Ghost Towns of
Guernsey County


Guernsey County is home to Cambridge, as well as Quaker City and Old Washington. It's a fairly rural county in which most of the towns are at least semi-ghost towns. Of course, there are lots of real ghost towns, as well. My thanks to Andrea McEnaney for compiling and sending me this list.



Aix
Washington Twp.
Post office town.
Birds Run
Wills Twp.
Originally called Bridgeville, this town was platted by Washington Shoff in 1848 on Wills Creek.
Birmingham
Monroe Twp.
Town platted in 1826 by William Carson. Originally known as New Birmingham, the name was later changed to Milnersville to honor Jesse Milner, the first settler. Later on it was changed back.
Brady
Jefferson Twp.
Post office town which also contained a store, blacksmith, mill, and covered bridge in 1848.
Cadwalader
Washington Twp.
Post office town.
Bridgewater
Oxford Twp.
Town platted in 1834 by William Orr on the National Road. It had a brick tavern which is still standing and one of Guernsey County's famous "S" bridges, as well as one of the four county tollgates.
Claysville
Westland Twp.
Town platted in 1828 by Ford Barnes. Mainly a tobacco town, it had a population of 205 in 1850. The railroad bypassed it, however, and it deteriorated from there.
Clio
Jefferson Twp.
Post office town.
Divide
Washington Twp.
Post office town which contained a store from the early 1860's through 1870.
Easton
Wills Twp.
Town platted in 1842 by David Drew.
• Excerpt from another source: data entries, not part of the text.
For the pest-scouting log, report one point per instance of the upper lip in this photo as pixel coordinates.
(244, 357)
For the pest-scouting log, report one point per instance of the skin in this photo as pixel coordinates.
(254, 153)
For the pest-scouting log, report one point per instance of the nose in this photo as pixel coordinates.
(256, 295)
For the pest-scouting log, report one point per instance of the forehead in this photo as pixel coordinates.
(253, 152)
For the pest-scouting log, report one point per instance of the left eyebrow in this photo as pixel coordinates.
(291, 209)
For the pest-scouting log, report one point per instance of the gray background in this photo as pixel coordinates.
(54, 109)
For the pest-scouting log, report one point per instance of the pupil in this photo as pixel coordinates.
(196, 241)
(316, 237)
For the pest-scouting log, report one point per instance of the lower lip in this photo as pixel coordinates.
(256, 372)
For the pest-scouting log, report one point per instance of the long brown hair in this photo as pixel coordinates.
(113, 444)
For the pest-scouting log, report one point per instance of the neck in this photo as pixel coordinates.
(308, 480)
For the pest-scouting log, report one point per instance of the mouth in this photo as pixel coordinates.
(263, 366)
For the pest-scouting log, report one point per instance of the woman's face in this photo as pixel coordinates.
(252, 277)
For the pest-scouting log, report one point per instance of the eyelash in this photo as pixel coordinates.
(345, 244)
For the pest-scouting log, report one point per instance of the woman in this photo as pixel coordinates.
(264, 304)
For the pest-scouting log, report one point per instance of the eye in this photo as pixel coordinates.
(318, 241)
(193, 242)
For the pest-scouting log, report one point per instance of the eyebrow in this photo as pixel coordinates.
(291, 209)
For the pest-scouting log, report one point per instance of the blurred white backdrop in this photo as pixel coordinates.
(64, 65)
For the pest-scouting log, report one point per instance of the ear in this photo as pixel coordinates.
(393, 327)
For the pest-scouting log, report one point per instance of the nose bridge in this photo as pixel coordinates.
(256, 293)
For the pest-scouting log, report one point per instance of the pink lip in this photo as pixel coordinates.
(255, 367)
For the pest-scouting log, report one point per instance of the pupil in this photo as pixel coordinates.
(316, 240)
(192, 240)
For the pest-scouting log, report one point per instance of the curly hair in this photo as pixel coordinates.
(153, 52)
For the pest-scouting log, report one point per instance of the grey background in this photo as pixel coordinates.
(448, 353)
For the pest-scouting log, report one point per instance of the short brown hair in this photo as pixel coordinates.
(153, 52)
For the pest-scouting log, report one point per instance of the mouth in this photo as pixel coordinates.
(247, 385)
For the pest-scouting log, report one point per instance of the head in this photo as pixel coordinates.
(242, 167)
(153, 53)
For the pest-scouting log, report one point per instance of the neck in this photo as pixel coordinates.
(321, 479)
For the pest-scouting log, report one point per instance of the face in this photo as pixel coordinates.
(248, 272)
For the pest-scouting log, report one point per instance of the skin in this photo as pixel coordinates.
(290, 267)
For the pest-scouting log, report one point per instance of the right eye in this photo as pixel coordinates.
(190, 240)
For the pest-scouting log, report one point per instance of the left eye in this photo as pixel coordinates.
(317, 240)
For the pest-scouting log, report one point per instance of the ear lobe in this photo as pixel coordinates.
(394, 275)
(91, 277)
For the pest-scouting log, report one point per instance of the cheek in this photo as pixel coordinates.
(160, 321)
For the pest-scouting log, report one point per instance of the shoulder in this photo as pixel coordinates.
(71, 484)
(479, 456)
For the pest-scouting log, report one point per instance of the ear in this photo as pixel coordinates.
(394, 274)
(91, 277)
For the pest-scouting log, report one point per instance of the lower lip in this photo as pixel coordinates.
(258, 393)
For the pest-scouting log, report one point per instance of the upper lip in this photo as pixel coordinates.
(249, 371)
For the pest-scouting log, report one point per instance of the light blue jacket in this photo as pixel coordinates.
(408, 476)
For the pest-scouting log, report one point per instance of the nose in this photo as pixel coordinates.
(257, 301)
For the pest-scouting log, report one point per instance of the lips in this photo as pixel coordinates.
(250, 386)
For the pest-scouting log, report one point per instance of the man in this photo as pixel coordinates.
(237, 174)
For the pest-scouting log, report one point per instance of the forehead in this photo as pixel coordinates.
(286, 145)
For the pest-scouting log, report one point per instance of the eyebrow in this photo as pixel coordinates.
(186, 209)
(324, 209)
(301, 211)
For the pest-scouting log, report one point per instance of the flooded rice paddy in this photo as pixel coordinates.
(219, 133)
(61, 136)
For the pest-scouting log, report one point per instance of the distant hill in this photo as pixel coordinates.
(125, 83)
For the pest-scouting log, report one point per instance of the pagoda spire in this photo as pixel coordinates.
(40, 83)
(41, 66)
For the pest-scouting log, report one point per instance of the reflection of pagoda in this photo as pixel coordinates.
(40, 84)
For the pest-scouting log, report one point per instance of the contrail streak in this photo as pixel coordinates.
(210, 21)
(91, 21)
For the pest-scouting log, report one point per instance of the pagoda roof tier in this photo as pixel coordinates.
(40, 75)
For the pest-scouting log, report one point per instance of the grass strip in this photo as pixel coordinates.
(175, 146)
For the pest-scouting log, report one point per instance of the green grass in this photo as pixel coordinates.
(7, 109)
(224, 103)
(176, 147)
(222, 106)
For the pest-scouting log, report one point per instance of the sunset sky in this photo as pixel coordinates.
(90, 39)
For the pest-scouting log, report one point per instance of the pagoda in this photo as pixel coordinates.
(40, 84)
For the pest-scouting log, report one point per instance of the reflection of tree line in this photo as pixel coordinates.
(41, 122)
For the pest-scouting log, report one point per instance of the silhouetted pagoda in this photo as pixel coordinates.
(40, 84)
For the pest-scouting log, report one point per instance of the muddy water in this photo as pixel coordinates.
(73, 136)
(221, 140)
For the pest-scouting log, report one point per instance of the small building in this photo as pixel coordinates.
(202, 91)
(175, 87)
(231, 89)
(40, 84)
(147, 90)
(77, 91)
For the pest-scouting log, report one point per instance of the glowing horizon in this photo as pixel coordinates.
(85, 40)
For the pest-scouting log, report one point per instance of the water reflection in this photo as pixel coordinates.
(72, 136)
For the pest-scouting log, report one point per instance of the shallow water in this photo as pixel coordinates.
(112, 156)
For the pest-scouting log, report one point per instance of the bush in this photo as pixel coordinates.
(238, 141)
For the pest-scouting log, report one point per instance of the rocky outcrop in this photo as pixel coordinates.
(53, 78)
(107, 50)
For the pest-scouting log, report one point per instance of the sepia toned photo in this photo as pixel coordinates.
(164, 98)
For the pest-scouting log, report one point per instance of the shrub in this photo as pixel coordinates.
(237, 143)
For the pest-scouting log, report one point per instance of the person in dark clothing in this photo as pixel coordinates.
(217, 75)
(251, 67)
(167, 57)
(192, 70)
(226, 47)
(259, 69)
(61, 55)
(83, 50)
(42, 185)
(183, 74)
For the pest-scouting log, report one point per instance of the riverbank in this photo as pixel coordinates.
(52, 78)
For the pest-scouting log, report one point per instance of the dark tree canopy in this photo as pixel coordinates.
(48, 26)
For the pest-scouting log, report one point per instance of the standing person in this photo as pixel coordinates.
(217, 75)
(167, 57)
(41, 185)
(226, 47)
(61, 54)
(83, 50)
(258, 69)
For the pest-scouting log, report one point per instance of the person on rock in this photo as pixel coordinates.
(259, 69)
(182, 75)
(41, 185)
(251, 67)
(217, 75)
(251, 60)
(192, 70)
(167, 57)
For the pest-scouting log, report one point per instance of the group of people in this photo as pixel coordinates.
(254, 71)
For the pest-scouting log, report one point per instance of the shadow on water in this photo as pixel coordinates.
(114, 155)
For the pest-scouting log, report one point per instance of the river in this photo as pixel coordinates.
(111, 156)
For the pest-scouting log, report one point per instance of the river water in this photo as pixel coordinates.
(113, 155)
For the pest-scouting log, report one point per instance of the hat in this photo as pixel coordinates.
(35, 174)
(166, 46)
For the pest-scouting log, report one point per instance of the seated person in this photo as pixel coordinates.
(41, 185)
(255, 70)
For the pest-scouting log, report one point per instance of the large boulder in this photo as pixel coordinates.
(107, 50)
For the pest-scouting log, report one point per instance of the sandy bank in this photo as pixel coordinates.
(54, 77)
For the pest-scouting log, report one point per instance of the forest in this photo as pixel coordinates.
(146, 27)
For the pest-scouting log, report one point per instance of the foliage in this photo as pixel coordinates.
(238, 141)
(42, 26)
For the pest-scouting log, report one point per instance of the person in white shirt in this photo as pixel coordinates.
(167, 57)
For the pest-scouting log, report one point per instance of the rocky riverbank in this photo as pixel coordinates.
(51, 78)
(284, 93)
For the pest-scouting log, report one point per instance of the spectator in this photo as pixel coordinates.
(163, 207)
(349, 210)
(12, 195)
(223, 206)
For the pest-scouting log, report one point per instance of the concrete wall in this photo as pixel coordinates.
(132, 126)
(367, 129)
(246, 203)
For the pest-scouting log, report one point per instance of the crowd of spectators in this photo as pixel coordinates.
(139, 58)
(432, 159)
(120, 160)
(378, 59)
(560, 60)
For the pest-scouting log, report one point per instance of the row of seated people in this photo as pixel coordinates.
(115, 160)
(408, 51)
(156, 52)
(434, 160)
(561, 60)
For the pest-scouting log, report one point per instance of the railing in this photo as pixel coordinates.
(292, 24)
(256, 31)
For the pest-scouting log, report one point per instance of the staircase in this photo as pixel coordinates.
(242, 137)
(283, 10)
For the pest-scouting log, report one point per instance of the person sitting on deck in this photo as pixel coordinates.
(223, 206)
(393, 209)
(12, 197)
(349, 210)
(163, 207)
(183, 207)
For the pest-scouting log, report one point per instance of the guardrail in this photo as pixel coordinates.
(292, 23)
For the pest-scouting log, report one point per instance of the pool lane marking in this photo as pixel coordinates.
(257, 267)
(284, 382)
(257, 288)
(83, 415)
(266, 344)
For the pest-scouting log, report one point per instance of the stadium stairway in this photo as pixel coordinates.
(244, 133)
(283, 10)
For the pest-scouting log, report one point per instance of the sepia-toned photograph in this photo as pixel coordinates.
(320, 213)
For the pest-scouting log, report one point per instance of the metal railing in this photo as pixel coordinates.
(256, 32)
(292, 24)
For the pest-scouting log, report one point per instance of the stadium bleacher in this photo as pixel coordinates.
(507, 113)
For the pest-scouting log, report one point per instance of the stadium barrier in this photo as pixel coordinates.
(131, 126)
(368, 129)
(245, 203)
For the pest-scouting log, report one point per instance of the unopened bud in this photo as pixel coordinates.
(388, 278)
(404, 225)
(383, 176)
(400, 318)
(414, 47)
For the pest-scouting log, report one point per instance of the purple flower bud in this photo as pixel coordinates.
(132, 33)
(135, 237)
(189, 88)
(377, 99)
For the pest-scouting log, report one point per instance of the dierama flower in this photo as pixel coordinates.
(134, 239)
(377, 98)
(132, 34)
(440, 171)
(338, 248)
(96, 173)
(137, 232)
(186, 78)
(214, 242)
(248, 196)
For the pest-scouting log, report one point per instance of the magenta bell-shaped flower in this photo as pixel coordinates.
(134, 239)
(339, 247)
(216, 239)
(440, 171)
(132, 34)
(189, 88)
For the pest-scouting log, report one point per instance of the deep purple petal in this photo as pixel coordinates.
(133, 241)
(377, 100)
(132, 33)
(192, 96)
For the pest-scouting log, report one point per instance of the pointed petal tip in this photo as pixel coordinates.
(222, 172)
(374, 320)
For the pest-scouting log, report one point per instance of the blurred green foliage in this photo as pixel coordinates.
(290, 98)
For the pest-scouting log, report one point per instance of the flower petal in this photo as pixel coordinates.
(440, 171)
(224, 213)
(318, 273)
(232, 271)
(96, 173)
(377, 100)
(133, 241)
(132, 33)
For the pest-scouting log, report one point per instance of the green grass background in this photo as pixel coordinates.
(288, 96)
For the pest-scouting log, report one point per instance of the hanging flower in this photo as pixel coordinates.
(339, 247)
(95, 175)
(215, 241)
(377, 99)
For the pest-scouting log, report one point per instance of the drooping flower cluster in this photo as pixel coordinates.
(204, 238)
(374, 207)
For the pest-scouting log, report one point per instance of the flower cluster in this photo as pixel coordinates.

Its location was where the Guernsey County Fairgrounds are located today, at the east end of Old Washington.
Elizabethtown
Wills Twp.
Town platted in 1832 by Jacob Weller, located two miles east of Old Washington. Its greatest population was 217 in 1860, but today its population is zero, since I-70 runs right through the place where it used to stand.
Frankfort
Millwood Twp.
Also called Smithwood, this town was laid out in 1804 by Joseph Smith--the first town laid out in Guernsey County. Today it is referred to as Lost Town, since nobody can figure out where it was. Supposedly it was at the place where Putney Ridge intersects Zane's Trace, but since they don't intersect it's sort of confusing.
Frisco
Monroe Twp.
Post office town located on Rocky Fork Creek.
Londonderry
Londonderry Twp.
Town platted by Robert Wilken. Its greatest population was 93, achieved in 1850. It contained a general store, a harness shop, and a grist mill.
Middlebourne
Oxford Twp.
Town platted in 1827 by Benjamin Masters. It was originally known as Middletown, and it was once the site of the first tavern in Guernsey County, built by Thomas Hays. The site of the tavern has been partially excavated in a survey of the old National Road.
Odell
Monroe Twp.
Post office town.
Ohioville
Knox Twp.
Town platted in 1843 which never grew to any appreciable size.
Paris
Westland Twp.
Town laid out in 1827 by William Hunter, located eleven miles west of Senecaville on the McConnelsville-Cambridge Road. It was defunct by 1860.
Prohibition
Monroe Twp.
Post office town named after the strong temperance movement in the area.
Sugar Tree
Jefferson Twp.
Post office town.
West Barnesville
Westland Twp.
Town laid out in 1825 by Ford Barnes. It was defunct by 1860.
West Boston
Town platted in 1836 by Charles Phillis. It was gone by 1860.
Winterset
Madison Twp.
Town laid out in 1836 by Isaac Bonnell. It was originally called Winchester but was changed to avoid confusion with another Winchester, this one in Adams County. Its greatest population was 197. It was located on Route 22 and was a stop on the Underground Railroad. I wonder if they named it this because of the proximity of the town of Somerset.